Inszeniert hat Michael Talke, ein Volksbühnen-Sproß, dem das Autorentheater eigentlich nicht primäres Anliegen ist. Gutgelaunt stellte er sich dem Pathos mit viel streicherlastiger Filmmusik, Akkordeonklängen, einer schönen Seifenblasenmaschine und viel entschlossener Schauspielerei im ironisch-sakralen Umfeld eines mit lila Velours ausgeschlagenen rechteckigen Spielfelds (Bühne: Barbara Steiner).

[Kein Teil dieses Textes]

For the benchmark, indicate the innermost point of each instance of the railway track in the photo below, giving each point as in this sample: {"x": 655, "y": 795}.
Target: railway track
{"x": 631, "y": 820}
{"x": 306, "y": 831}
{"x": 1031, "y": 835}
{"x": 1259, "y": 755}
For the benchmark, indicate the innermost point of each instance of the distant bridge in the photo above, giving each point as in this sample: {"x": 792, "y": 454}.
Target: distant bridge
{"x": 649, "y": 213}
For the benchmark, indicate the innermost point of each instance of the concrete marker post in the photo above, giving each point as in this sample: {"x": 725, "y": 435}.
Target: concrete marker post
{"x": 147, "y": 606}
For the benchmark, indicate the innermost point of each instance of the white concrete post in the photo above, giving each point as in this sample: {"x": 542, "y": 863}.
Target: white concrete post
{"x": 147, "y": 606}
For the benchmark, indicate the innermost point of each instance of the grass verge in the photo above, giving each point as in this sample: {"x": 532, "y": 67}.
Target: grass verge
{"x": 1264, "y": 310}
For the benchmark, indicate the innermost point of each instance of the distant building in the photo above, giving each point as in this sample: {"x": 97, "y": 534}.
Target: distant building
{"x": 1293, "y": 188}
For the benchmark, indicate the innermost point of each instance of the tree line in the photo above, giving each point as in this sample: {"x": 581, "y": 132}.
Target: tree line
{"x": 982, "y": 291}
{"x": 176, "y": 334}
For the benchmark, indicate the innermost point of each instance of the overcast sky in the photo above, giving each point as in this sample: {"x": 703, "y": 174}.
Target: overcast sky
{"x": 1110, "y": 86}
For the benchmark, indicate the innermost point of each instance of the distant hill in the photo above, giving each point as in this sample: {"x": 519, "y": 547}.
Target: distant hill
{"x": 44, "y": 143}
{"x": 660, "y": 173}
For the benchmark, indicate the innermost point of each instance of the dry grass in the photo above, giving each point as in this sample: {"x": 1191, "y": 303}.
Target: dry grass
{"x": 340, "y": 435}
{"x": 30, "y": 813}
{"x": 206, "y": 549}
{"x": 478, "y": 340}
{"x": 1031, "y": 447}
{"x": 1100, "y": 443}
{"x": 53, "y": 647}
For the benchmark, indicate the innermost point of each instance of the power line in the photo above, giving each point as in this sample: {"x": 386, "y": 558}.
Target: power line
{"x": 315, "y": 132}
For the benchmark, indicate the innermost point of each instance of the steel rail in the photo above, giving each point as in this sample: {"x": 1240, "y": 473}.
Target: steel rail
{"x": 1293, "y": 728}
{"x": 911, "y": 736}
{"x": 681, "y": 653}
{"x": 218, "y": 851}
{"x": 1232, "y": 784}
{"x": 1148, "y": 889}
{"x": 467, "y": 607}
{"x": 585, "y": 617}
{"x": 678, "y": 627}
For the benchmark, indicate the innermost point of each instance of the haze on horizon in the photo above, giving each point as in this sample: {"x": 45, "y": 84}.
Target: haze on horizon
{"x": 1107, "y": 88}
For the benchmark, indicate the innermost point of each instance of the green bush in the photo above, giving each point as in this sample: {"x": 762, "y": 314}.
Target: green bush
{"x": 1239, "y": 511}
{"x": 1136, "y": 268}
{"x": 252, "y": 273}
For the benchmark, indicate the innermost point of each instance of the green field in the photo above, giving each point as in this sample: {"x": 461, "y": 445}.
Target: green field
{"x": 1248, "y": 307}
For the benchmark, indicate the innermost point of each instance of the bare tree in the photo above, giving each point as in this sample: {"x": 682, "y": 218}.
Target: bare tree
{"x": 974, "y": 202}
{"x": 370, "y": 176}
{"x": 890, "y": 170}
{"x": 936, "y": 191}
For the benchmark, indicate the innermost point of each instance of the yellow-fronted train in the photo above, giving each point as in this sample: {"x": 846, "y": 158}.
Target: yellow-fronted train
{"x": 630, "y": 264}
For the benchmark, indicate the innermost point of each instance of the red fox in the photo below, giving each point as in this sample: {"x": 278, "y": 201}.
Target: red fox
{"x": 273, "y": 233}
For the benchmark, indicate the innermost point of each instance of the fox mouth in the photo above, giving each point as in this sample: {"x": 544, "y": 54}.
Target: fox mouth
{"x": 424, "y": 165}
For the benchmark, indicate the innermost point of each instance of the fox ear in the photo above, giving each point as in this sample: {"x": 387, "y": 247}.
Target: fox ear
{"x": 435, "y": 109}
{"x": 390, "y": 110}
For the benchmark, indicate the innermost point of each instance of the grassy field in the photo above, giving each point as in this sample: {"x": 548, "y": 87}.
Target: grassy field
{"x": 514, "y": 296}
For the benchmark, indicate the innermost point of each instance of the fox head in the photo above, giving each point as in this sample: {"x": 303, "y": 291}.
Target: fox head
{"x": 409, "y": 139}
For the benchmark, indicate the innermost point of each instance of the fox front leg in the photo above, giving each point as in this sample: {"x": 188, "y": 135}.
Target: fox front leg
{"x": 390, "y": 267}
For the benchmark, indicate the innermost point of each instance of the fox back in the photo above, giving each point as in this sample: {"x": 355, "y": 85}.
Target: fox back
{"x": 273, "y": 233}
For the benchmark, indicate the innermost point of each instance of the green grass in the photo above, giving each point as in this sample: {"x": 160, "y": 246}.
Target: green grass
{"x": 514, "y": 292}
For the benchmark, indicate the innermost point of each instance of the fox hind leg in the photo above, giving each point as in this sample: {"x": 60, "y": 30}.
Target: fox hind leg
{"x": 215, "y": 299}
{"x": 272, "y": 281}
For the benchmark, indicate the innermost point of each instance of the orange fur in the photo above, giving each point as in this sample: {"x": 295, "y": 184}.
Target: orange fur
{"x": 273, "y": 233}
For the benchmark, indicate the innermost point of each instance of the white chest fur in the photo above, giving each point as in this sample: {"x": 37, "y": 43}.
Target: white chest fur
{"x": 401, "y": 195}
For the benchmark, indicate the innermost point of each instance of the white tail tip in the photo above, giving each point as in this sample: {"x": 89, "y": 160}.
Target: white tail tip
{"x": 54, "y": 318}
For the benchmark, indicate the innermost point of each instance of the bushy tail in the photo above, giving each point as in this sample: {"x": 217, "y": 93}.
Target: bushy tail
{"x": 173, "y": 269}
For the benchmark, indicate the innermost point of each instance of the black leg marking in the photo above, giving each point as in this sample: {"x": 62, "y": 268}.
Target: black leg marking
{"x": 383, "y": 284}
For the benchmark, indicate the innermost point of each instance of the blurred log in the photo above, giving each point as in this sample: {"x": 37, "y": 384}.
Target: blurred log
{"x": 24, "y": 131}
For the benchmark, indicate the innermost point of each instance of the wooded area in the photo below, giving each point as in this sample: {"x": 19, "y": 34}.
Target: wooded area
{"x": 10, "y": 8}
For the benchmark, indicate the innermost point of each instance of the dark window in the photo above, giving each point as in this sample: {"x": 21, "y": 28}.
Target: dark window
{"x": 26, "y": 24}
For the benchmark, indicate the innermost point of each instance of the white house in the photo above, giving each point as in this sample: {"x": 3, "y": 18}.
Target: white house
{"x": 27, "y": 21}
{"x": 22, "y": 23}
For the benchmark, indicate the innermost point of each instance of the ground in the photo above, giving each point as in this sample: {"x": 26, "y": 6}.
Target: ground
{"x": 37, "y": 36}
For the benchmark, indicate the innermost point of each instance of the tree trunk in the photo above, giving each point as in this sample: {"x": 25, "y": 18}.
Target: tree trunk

Mit Charme und Geschick taumeln die jugendlichen Figuren in ihrer jeweiligen Einsamkeit denn umeinander, ohne daß das schicksalhafte Geschehen zeigefingernd zur Anklage geriete. Vielmehr nehmen sie sich ernst und finden sich okay. Jule Böwe, die als „Prinzessin“ ihre Gottesvorstellung in Form von Mistgabeln und Kalaschnikows hütet und in einem großen Einkaufsbeutel ein zerrupftes Flügelpaar spazierenträgt oder Ronald Kukulies als ihr Cousin „Thomas“, der lieber kifft als spricht und das Leben mit kindlichen Armbewegungen von sich fernzuhalten sucht. Oder „Luc“ mit dem Kampfhund-Sweatshirt (André Szymanski) und „Leila“ mit ihren straßbesetzten Riemchenpantoletten (Marina Galic). Zweifellos liegt bei ihnen eine angenehme Ratlosigkeit unter dem Text.

Aber wie dem Stück fehlt es der Inszenierung letztlich an regulierender Außenwelt, an Struktur, nun ja: Persönlichkeit. „Das Böse ist schlecht, und Gott ist alt“, heißt es am Ende. „Aber wenn man keine Wahl hat, dann muß man doch an irgend etwas glauben.“ Wenigstens sophistisch steht die Sache auf sicheren Füßen.